An industry executive said the investment bank was particularly a major seller of LionGold Corp Ltd and Blumont Group Ltd.
The short selling of the stocks was followed by a leading Singapore broker.
“The selling by the two started the fall of the two stocks. Eventually Asiasons [Capital Ltd] also felt the effect because it was the single largest shareholder of LionGold,” said a broker.
But to be fair, the US-based investment bank, being a LionGold shareholder, disposed of its equity interest in the company, followed by short selling the stock, because it felt the valuations of the stock were high.
It is learnt that the US-based investment bank took up a position in LionGold
during a roadshow late last year.
“Since shorting of shares is allowed in Singapore, the US-based investment bank probably decided to sell because of the steep rise in the price of Blumont and LionGold.

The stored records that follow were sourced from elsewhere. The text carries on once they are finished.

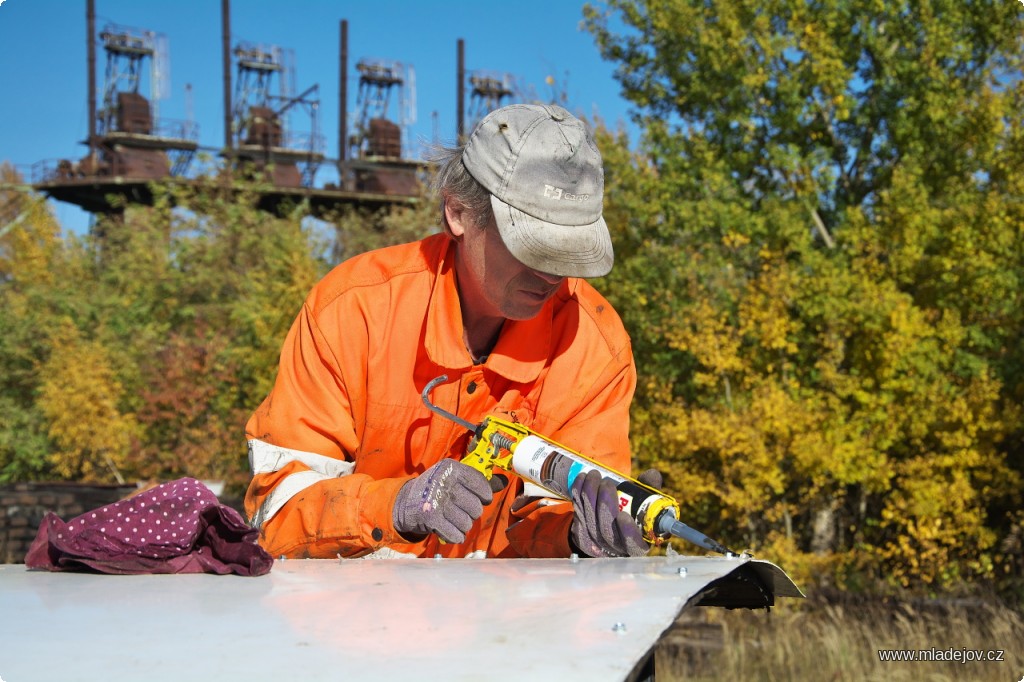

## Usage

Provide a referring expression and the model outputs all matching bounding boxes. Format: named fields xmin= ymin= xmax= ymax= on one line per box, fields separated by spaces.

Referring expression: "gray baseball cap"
xmin=462 ymin=104 xmax=614 ymax=278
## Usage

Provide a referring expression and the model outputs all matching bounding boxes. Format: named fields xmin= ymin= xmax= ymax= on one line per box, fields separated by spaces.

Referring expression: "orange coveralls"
xmin=245 ymin=235 xmax=636 ymax=558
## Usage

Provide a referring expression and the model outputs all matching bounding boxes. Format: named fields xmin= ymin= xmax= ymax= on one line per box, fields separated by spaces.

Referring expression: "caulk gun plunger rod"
xmin=657 ymin=510 xmax=734 ymax=555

“The short selling by the Singapore broker exacerbated the situation and caused the collapse of the share price,” said a broker.
It was speculated Malaysian brokers were hit by the sell-down to the extent that executives of a top brokerage had to go to Singapore to check on the books.

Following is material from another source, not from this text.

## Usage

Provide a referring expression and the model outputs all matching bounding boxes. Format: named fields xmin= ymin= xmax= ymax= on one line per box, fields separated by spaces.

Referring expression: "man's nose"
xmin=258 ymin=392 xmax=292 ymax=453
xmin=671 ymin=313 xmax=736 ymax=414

However, an investment banker familiar with the operations of Malaysian brokerages with presence in Singapore, said the broking firms were not affected.

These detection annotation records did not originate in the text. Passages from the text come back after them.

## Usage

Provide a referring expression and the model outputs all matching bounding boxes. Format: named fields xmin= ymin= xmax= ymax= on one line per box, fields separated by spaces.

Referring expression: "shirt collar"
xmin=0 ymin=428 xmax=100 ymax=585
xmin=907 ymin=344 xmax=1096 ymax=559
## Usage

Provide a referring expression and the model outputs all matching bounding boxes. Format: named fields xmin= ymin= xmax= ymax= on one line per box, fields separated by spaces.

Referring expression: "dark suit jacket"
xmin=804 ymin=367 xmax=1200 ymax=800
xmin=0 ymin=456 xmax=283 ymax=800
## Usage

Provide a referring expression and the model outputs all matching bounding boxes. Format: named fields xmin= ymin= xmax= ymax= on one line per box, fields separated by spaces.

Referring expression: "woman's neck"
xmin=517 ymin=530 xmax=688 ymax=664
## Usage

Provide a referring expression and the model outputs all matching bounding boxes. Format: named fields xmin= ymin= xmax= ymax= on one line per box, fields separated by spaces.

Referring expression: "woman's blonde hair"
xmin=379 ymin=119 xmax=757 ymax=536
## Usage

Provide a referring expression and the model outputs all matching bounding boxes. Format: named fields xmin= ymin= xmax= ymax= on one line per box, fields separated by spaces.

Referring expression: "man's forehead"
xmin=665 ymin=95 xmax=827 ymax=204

“For instance, brokerages such as Maybank and RHB stopped extending credit to clients wanting exposure to the stocks affected a few months ago. It was way before the sell-down occurred,” said the investment banker.
Malaysian banks were not the only ones imposing trading curbs on some Singapore small-cap stocks.
On Oct 3 — a day before the sell-down — UOB-Kay Hian, which has a large retail presence in Singapore, imposed Internet trading curbs on a string of small-cap stocks, including Asiasons, Blumont and LionGold.
Among Malaysian brokerages, CIMB Group Holdings Bhd, Malayan Banking Bhd and RHB banking group have large presence in Singapore through mergers and acquisitions in recent years.
CIMB has a large presence in Singapore since 2005 through the acquisition of GK Goh Securities while Maybank’s presence is underlined by its purchase of Kim Eng Securities in January 2011.
RHB banking group extended its presence in the republic when it acquired OSK Investment Bank Bhd that owns DMG & Partners Securities. AmBank Group also has a presence in Singapore via its associate stake in Frasers Security Pte Ltd.
There was speculation Malaysian brokerages were affected because the three companies that saw a massive sell-down on Oct 4 — Asiasons, LionGold and Blumont — were substantially controlled by Malaysians or companies linked to Malaysians.
On that day, Asiasons fell 63% to close at S$1.04 (RM2.66) while LionGold and Blumont shed 56% and 42% respectively to close at 87.5 Singapore cents and 88 Singapore cents before the three counters were suspended by the SGX. It lifted the suspension but designated the three stocks before trading was resumed on Oct 7.